A elevação do crescimento econômico, o avanço da vacinação e a queda dos retornos dos “treasuries” permitiu a estabilização dos retornos, durante o segundo trimestre de 2021. Mas, a partir de julho, a pressão por aumento dos gastos, a limitação das reformas discutidas no Congresso e o aumento da carga tributária propostas tem elevado os riscos internos e reduzido o crescimento. A consequência tem sido um novo aumento dos retornos (Gráfico IV).

A perspectiva para os retornos dos títulos continua dependendo: (i) do avanço da vacinação e do crescimento; (ii) da estabilidade política; (iii) do avanço das reformas, reduzindo o risco fiscal e inflacionário; (iv) do “tapering” e do retorno dos títulos americanos.

Sintetizando, quanto maior a instabilidade política, o risco fiscal e inflacionário, maiores devem ser os retornos dos títulos públicos. O início do “tapering” nos EUA deve aumentar ainda mais os retornos.

Renda Variável/Ações: Estados Unidos

Com a queda dos retornos dos “treasuries” a partir de março de 2021, as bolsas americanas recuperaram a tendência de alta e voltaram a bater novos recordes de pontuação. Mas, o comunicado do Fed em setembro sobre o início do “tapering” e a possibilidade de subir os juros já em 2022 inverteram esta tendência (Gráfico V).

O início próximo da implementação do “tapering”, num ambiente de elevada inflação, deve continuar a afetar negativamente o valor das empresas, ao aumentar os retornos dos “treasuries”, realocando investimentos para a renda fixa.

Quanto maior o crescimento e a inflação, maior tende a ser o retorno dos "treasuries".

Finalmente, o impasse no Congresso dos EUA para reajustar o teto do endividamento, adiciona um novo fator de incerteza, podendo gerar novo “downgrade” da dívida dos EUA (como ocorreu a 10 anos atrás) e acelerar ainda mais a alta dos retornos.

Renda Variável/Ações: Brasil

No segundo trimestre de 2021, a recuperação da economia, a estabilidade política e o avanço na vacinação, permitiram que o Ibovespa retomasse a valorização e voltasse a bater novos recordes (Gráfico VI).

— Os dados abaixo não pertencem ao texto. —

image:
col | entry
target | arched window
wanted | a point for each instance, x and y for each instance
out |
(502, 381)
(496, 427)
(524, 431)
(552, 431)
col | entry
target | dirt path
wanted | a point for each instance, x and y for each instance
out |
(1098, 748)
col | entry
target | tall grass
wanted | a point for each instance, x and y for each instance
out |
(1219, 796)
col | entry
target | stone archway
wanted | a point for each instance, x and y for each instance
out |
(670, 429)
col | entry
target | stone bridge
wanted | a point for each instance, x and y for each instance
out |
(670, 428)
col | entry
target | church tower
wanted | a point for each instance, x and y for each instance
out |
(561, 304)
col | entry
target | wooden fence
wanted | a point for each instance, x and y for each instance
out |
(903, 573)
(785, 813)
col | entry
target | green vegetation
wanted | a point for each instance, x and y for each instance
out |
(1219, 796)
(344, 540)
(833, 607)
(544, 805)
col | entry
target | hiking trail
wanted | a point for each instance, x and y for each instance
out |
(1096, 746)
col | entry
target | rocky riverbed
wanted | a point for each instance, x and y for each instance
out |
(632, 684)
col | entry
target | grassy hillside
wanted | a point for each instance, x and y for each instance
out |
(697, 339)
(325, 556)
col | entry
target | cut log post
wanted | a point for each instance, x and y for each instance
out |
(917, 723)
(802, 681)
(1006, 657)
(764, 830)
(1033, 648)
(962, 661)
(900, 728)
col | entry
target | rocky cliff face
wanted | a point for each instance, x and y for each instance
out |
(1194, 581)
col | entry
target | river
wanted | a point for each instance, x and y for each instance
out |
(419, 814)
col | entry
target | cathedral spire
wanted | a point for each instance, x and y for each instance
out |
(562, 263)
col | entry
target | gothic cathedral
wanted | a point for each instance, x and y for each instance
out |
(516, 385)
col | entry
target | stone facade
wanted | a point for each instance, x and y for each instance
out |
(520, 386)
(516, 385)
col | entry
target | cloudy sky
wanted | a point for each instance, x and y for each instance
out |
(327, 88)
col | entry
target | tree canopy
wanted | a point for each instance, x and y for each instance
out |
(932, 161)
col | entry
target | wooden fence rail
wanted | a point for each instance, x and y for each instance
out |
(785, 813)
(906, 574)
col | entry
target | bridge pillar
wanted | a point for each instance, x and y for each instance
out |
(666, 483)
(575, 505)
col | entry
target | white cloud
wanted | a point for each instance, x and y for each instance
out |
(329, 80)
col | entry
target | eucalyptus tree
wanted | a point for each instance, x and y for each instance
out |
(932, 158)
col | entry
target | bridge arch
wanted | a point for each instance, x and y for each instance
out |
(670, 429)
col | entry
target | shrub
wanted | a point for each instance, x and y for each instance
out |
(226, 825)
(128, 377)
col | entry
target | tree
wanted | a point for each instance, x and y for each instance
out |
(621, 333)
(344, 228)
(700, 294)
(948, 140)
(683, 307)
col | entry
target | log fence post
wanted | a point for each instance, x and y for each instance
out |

A mudança de cenário em meados de junho, inverte esta tendência (Gráfico VI). Entre as razões, estão os conflitos entre os poderes e as limitações das reformas com aumento da carga tributária e constante ameaça de aumento dos gastos públicos.

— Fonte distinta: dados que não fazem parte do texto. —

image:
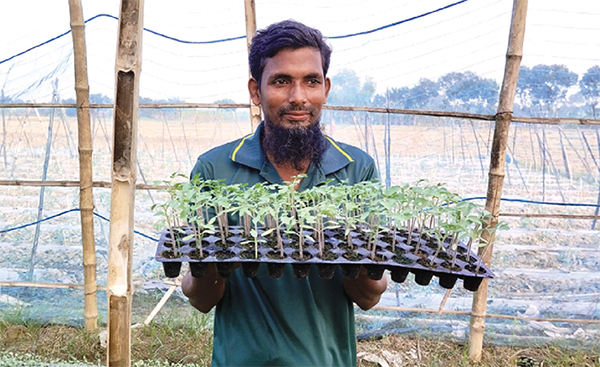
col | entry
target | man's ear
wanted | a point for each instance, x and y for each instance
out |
(254, 93)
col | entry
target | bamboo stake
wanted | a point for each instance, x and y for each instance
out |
(250, 9)
(497, 162)
(44, 175)
(162, 302)
(120, 251)
(399, 111)
(86, 195)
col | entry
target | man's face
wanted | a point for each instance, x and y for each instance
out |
(293, 88)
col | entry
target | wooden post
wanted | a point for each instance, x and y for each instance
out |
(255, 116)
(497, 162)
(127, 71)
(86, 198)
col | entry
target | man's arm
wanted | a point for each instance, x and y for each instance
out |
(364, 291)
(205, 292)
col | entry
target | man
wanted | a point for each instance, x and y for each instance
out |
(287, 321)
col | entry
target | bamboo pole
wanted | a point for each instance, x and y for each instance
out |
(86, 198)
(67, 183)
(399, 111)
(497, 162)
(250, 10)
(120, 285)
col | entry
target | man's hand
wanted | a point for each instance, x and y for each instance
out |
(205, 292)
(364, 291)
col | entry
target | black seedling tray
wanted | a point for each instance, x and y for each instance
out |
(400, 260)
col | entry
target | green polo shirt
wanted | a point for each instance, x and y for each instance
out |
(286, 321)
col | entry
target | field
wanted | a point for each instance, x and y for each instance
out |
(545, 267)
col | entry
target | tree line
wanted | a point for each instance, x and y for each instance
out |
(542, 90)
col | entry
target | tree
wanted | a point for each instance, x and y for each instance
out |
(544, 86)
(418, 97)
(589, 86)
(470, 91)
(347, 90)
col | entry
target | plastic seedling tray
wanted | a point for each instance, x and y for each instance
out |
(399, 259)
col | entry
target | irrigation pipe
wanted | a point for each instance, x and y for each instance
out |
(384, 308)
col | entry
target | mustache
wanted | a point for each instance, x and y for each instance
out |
(295, 108)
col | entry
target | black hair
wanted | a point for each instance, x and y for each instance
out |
(288, 34)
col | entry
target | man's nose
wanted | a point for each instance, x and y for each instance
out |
(297, 94)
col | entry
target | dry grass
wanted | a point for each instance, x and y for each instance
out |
(181, 344)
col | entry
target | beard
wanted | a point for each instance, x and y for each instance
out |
(294, 146)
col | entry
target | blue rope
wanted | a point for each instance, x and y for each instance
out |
(399, 22)
(134, 231)
(535, 202)
(66, 212)
(232, 38)
(156, 239)
(39, 221)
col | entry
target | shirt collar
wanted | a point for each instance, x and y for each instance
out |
(249, 153)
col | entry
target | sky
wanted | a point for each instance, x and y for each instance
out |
(467, 36)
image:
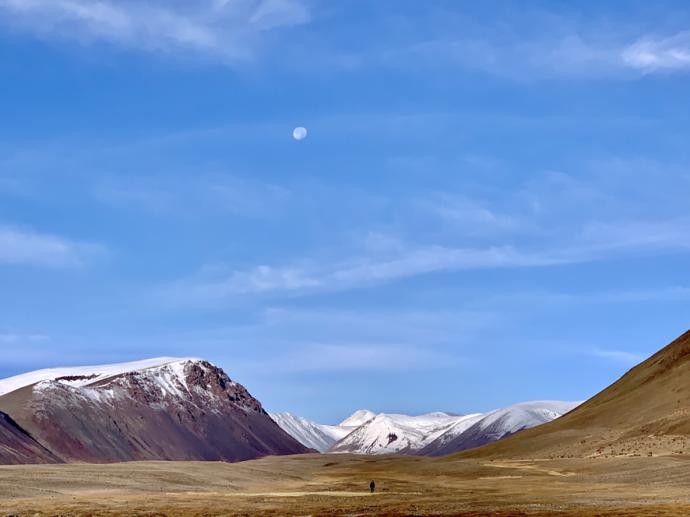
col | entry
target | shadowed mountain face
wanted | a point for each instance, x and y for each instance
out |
(17, 446)
(179, 410)
(646, 412)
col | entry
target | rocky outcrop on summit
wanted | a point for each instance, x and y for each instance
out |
(177, 410)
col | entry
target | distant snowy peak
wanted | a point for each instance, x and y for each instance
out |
(496, 425)
(357, 418)
(388, 433)
(159, 409)
(435, 433)
(78, 376)
(320, 437)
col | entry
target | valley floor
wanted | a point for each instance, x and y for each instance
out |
(338, 485)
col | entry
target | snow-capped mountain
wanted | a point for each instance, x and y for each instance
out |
(495, 425)
(158, 409)
(437, 433)
(320, 437)
(357, 418)
(83, 375)
(394, 433)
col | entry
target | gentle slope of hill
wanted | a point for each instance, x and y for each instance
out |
(645, 412)
(18, 447)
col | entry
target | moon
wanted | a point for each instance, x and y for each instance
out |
(299, 133)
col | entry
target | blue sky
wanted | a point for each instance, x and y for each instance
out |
(490, 207)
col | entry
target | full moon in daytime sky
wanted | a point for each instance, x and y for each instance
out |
(299, 133)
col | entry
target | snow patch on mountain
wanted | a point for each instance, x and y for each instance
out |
(357, 418)
(320, 437)
(78, 376)
(388, 433)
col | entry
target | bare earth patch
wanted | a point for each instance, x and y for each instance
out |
(338, 485)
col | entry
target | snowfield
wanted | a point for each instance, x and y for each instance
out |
(365, 432)
(78, 376)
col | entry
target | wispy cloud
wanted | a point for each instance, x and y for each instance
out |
(223, 28)
(360, 357)
(212, 284)
(595, 242)
(659, 54)
(25, 247)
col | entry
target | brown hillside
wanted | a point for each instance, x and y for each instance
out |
(646, 412)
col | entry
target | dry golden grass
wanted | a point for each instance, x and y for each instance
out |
(338, 485)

Em síntese, embora a economia esteja crescendo, o ambiente interno domina, levando a queda do valor das empresas brasileiras, com o descolamento do mercado doméstico do internacional.

Finalmente, em setembro, ao ambiente interno juntou-se o ambiente externo, acelerando ainda mais a queda do valor das empresas.

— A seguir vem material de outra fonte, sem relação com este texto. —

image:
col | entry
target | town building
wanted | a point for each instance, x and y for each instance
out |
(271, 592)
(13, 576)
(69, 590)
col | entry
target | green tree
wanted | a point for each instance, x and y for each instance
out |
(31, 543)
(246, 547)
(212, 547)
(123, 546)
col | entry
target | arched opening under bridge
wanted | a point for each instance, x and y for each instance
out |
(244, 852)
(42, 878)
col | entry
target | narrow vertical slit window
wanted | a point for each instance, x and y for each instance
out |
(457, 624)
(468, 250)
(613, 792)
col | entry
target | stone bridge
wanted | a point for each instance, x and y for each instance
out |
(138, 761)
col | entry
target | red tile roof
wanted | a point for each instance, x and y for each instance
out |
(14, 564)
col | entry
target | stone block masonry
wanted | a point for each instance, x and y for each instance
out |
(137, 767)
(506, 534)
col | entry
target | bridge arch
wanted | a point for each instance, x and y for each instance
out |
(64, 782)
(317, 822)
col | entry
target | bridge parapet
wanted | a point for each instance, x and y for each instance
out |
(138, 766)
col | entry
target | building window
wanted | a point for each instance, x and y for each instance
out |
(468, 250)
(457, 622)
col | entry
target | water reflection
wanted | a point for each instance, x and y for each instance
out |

As perspectivas do mercado acionário do Brasil dependem: (i) da recuperação/vacinação; (ii) da estabilidade política; (iii) do avanço das reformas que reduzam o risco fiscal e inflacionário e melhorem o ambiente de negócios; (iv) do cenário externo.

Mantido o cenário doméstico atual, o aumento dos retornos dos títulos dos EUA (com o “tapering” e o aumento dos juros pelo Fed) deve puxar ainda mais os juros domésticos e gerar realocação dos investimentos para a renda fixa. Neste caso, a valorização das empresas deve ter impacto negativo ainda maior. Já um possível “downgrade” da dívida americana deve exacerbar ainda mais este cenário.